Warm light played across her features from the lantern dangling from the ceiling outside their cells. Her expression was one of pity for him over his belief in something good at the end of all this. Her fingers shifted and tightened around his, painful and sincere.

“How do you know? How do you know the others will do what you expect?”

“It is my pater’s plan.”

“And do you trust him?”

Did he? Did he trust that his father would come through on his promise of rescue, even when Felix could not see the outcome, could not see all that he was doing outside of these close walls?

For so long, Felix had carried the weight of mistrust, the weight of all that needed doing on his shoulders.

And he’d done it. Worked and schemed and compromised, and still he’d ended up here.

And he could not do this alone. Not now.

He was forced to trust. To trust Telemachus and his pater and God. And did he? Could he?

He met her gaze and held it. “I do.”

She blinked, swallowed. “I do not trust easily.”

“I know.”

“I can always find a reason not to. Everyone has always let me down. But you have not given me reason to doubt your character.”

Her words might have filled him with a swell of pride a week ago but now left him wanting to weep at her heartbreak. At the walls she’d built to avoid further damage.

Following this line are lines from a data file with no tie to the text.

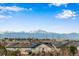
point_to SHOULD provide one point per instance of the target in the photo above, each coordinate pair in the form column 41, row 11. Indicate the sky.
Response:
column 51, row 17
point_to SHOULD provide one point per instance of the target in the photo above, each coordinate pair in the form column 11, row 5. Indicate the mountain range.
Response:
column 41, row 34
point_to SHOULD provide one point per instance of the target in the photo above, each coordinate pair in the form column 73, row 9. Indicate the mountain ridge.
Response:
column 40, row 34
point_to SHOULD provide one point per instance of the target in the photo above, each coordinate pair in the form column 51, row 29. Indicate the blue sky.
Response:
column 51, row 17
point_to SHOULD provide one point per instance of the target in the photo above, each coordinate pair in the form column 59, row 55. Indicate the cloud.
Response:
column 57, row 4
column 2, row 17
column 11, row 8
column 66, row 14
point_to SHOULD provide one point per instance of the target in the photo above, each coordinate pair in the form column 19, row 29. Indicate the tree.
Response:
column 73, row 50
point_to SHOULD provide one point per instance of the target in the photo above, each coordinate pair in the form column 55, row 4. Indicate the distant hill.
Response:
column 39, row 34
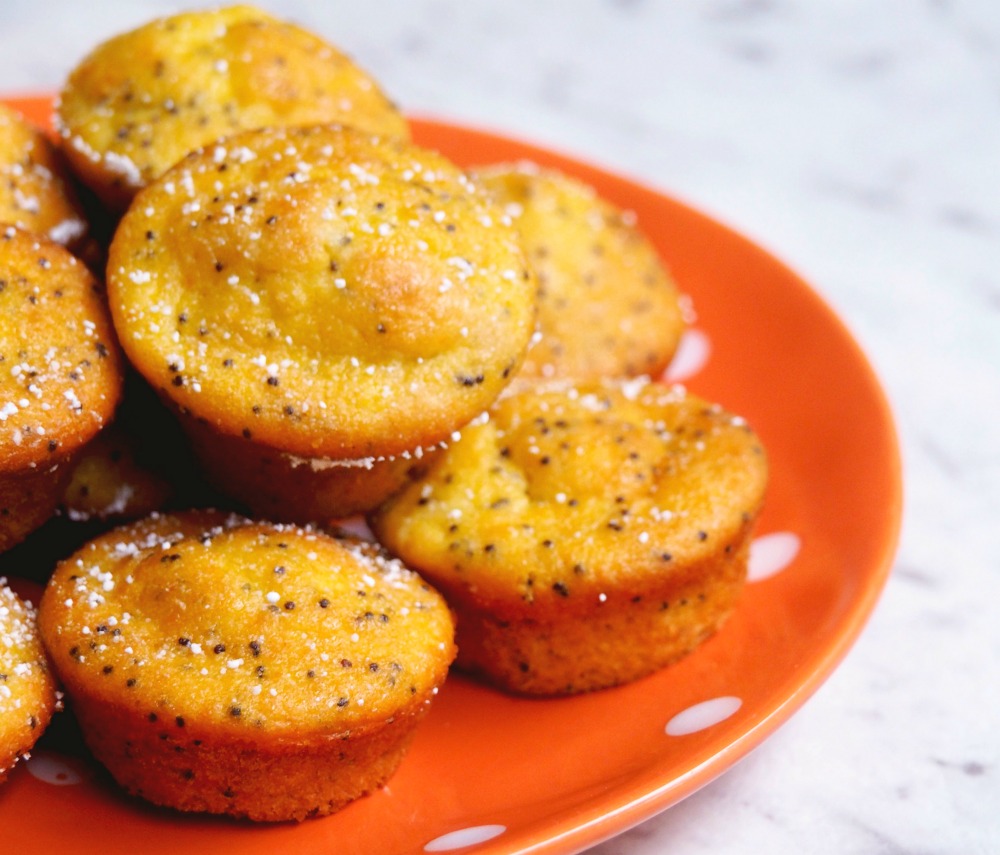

“And I have been waiting for you to betray me. To let me down. To prove that you are no different than everyone else.”

He knew that too.

“And then Jovan . . . and you . . .” Her eyes flashed back to his, glimmering in the lantern light, confusion and admiration tangling in their depths. “No one has ever fought for me before.”

Something in his chest snapped and broke at her admission. “Everyone else is a fool.” A statement he knew she would agree with.

A tear slipped past the dam of her lower lashes, tracking a streak of golden light down her cheek.

She tried to turn her face away, to hide it, but he reached up and cupped her face in his hands swiping the tear with his thumb.

Her eyelids flickered at his touch but she didn’t pull away, not even when he gently turned her face toward his.

“You, Adelgard, are a woman worth fighting for.”

She chewed her lip and he could see that she still didn’t believe it. Determination rose up, swift and strong and he knew if it took his whole life, he wouldn’t stop telling her until she believed it too.

Finally, she lifted brimming blue eyes up to his. “They do not mean for you to survive.”

He leaned forward, drawing her close enough that their foreheads touched between the bars. “Then it’s a good thing you’re worth dying for.”